Building Relationships Between Consultants and Clients: A Guide for Professionals

Customers value when you have your own opinions and express them with assurance. With active customer involvement throughout the process, there will be plenty of chances to help members recognize learning needs. Frequently, a consultant can recommend or help design learning opportunities about work planning methods, work group assignments, goal-setting processes, etc. While the competent professional is concerned with executive learning throughout the hiring process, it would be wise not to mention it as an explicit objective.

Managers may not be fond of the concept of being “taught to manage.” Talking too much about customer learning may seem presumptuous and it is. Nevertheless, consultants who are adept at forming relationships between consultants and clients are the ones who reach the highest level in their career. As managers comprehend the wider range of purposes that excellent consulting can help achieve, they will select consultants more intelligently and anticipate more value from them. The increase in consensus, commitment, learning and future effectiveness are not intended as a substitute for the most common purposes of management consulting, but as desirable results of any truly effective consulting process.

This is based on my experience supervising beginning consultants and to the many conversations and partnerships I have had with consultants and clients in the United States and abroad. A strong relationship between client and consultant allows the business leader to feel comfortable calling the consultant when faced with a problem that may not be related to a current project simply because he trusts you as a partner. As CEO of Bridgepoint Consulting, Michael leads the company's growth strategy and technology consulting initiatives, which help organizations harness technology to drive large scale business transformations. This is the first part of a series aimed at sharing some of the best practices for consulting and customer interactions, particularly aimed at those who are starting their career as consultants.

The idea that success in consulting depends solely on analytical experience and the ability to present convincing reports is becoming obsolete, partly because there are now more people in organizations with the necessary analytical techniques than in the boom years of “strategic consulting”. While this can be a little irritating in everyday life, it can have serious financial and professional consequences when it comes to your business consulting work. Sandy Spadaro, consultant and author of human resources and communications, argues that when communication fails, consultants should take five minutes and go back to seek clarification, calmness and coherence. These purposes have received more attention in the literature on organizational development and in the writings of behavioral consultants than in the field of management consulting.

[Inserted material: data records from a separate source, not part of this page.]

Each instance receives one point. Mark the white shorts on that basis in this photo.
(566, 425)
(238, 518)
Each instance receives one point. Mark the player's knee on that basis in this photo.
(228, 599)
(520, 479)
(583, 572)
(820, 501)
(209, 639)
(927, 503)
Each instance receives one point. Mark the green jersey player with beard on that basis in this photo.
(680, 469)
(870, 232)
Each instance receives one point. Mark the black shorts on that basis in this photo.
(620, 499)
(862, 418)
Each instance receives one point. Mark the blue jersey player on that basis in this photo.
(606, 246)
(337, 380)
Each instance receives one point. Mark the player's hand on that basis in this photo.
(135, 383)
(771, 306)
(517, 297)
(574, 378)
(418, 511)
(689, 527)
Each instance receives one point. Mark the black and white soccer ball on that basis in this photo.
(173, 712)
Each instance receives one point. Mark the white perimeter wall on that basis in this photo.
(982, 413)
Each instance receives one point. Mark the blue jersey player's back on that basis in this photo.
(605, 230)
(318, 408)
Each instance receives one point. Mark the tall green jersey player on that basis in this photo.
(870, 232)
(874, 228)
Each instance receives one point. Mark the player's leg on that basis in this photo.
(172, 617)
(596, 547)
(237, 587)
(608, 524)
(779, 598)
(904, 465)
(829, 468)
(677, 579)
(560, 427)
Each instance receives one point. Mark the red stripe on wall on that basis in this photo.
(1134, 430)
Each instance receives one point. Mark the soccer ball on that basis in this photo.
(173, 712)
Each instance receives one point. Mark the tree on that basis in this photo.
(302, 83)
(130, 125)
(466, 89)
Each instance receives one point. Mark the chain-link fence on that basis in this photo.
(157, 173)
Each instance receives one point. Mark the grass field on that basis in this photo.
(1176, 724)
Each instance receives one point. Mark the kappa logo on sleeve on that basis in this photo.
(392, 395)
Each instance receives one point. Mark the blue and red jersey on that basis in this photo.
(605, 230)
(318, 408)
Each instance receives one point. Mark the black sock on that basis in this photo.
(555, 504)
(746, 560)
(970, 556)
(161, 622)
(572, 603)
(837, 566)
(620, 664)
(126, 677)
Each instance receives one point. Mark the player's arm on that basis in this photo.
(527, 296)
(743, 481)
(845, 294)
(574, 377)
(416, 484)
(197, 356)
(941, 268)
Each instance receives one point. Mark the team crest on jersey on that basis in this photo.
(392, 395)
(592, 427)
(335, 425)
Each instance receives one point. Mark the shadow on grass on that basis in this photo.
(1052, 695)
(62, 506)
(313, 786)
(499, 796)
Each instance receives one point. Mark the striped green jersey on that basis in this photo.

On the other hand, a consultant who too quickly rejects this way of describing the problem will end a potentially useful consulting process before it begins. Building relationships between consultants and clients is an art form that requires practice and dedication. It is essential for professionals to understand how to create trust between themselves and their customers so that they can provide better services. To do this effectively, consultants must be able to communicate effectively with their clients, understand their needs, provide solutions that meet those needs, and build long-term relationships that benefit both parties.

By following these steps, consultants can ensure that they are providing their clients with quality services that will help them reach their goals.